Autor: Zigmas Stankus Wydawnictwo: Ośrodek Karta
Zdarzają się sytuacje, gdy ktoś teoretycznie pozbawiony jakichkolwiek kompetencji kulturowych pisze znakomite książki. Żeby posłużyć się polskim przykładem, wskażę „Życiorys własny robotnika” Jakuba Wojciechowskiego. Prezentowana pozycja stanowi kolejne doskonałe spełnienie snu o byciu twórcą, kogoś większość życia przepracował na budowie.
Zigmas Stankus (I raz na liście) był Litwinem, który we wczesnej młodości spędził dwa lata w radzieckim wojsku. Służył podczas wojny ZSRR prowadzonej w Afganistanie w latach 1979-1981. Czas ten opisał w książce wydanej w oryginale w 1993 roku. W 2006 roku wydał powieść, a trzeciej książki już nie ukończy. Autor zmarł w 2019 roku. Pozostawił po sobie jednak prawdziwe dziedzictwo w postaci porażającej literatury faktu. „Jak się zostaje albinosem” jest kolejnym dowodem na to, że wojna w ujęciu naukowym zazwyczaj nudzi, kojarzy się z wkuwaniem dat na potrzeby szkolnej klasówki.

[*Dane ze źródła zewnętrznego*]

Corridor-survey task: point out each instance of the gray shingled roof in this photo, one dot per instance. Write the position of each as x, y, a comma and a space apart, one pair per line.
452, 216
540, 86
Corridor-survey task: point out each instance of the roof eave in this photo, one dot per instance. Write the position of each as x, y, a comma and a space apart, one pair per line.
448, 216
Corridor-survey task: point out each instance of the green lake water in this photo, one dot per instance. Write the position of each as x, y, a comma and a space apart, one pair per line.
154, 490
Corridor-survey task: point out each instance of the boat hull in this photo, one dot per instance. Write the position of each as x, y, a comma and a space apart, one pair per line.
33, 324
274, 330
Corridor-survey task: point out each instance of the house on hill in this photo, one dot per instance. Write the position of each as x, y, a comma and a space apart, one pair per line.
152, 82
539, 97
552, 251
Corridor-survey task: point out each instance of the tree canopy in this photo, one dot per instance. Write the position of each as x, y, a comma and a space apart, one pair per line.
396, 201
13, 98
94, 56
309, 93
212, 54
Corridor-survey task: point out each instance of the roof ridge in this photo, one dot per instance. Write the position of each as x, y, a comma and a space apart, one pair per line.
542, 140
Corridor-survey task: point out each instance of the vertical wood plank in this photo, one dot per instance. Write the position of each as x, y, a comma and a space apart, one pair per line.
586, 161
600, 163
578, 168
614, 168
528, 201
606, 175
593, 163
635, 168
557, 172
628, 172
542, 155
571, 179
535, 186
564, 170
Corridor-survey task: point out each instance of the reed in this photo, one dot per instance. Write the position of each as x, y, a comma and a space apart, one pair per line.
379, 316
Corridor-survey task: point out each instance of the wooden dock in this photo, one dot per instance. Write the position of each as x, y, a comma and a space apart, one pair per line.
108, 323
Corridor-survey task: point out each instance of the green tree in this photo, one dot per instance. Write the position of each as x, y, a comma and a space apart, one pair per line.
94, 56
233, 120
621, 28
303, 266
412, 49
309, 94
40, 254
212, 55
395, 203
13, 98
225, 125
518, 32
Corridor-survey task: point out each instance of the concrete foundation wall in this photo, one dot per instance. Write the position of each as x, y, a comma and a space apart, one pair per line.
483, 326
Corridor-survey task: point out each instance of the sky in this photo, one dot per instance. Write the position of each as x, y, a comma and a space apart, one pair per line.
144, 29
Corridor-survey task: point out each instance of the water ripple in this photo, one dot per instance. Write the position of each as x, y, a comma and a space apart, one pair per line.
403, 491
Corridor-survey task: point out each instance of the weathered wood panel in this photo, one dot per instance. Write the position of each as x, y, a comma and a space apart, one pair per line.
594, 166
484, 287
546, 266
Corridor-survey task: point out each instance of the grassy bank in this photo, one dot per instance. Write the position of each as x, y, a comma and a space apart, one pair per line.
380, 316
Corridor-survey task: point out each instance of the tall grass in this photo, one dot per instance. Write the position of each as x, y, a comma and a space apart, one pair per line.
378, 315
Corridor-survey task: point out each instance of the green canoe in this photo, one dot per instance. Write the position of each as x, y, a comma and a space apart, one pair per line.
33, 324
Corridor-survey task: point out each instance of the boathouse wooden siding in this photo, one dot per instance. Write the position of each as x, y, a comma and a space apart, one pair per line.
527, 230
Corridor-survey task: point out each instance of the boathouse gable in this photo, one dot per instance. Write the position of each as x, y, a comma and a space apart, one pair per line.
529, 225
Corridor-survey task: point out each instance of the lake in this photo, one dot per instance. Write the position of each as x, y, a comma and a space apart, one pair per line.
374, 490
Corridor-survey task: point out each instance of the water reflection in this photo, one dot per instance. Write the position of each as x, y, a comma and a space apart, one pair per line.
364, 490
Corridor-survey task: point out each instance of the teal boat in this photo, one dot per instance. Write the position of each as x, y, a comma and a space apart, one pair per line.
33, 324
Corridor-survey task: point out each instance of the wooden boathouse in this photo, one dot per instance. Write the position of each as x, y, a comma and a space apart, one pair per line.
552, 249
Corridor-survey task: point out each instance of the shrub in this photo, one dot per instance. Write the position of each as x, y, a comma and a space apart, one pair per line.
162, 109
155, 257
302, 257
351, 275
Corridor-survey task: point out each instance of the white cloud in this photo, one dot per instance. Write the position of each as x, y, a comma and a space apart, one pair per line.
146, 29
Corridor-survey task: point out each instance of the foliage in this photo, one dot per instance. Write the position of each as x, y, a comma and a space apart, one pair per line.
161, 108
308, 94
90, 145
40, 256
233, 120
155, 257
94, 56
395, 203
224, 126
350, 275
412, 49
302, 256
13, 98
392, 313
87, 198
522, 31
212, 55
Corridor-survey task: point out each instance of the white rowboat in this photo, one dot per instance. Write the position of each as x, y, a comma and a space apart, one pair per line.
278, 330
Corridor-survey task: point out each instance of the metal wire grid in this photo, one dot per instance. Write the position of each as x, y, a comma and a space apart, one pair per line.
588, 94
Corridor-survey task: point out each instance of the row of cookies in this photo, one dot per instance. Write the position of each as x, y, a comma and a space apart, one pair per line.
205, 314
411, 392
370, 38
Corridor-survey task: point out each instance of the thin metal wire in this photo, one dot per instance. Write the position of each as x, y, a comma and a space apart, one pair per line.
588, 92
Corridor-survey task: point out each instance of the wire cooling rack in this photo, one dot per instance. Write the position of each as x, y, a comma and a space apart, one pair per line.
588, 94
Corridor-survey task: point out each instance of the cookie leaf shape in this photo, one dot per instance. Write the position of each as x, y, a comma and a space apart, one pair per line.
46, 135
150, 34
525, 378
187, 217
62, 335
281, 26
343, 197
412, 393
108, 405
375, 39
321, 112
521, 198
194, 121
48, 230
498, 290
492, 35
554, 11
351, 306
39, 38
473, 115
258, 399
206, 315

Stankus detronizuje klasyczną historię z podręcznika, deklasuje profesorów, mędrków, a na domiar złego dla tychże czyni to z talentem literackim wysokiej próby. Lektura przypomniała mi film „Pełny magazynek” Stanleya Kubricka, w którym genialny reżyser dokonał demontażu mitu o wojnie w Wietnamie. Stankus dokonuje czegoś podobnego. Wraz z założeniem munduru rozpoczął proces odkrywania w sobie zwierzęcia. Wojna Stankusa to żaden mit założycielski, nie znajdziemy u niego hollywoodzkiej scenerii. Autor postawił na coś zupełnie odwrotnego: na szczerość. Prawda o tej konkretnie batalii, ale z naciskiem na uniwersalność wszystkich działań wojennych nie jest miła. Wiążę się między innymi z zeskrobywaniem kawałków mózgu z zanieczyszczonych karabinów, mordowaniem ludności cywilnej, łamaniem wszelkich zasad w imię obowiązującego prawa.
Stankus bez ogródek opisuje również patologię samego wojska. Dwa lata służby naznaczyły życie Stankusa już na zawsze. Dwa lata – niby nic w perspektywie wieczności, a nawet długiego życia. A jednak… Słowo wstępne napisał Radosław Sikorski, który określił książkę mianem „autodenuncjacji”. Polityk podkreślił jednocześnie, że Stankus reprezentuje całe rzesze ofiar systemu totalitarnego. W istocie można jego książkę traktować w różnorodny sposób. Jest tak dobra.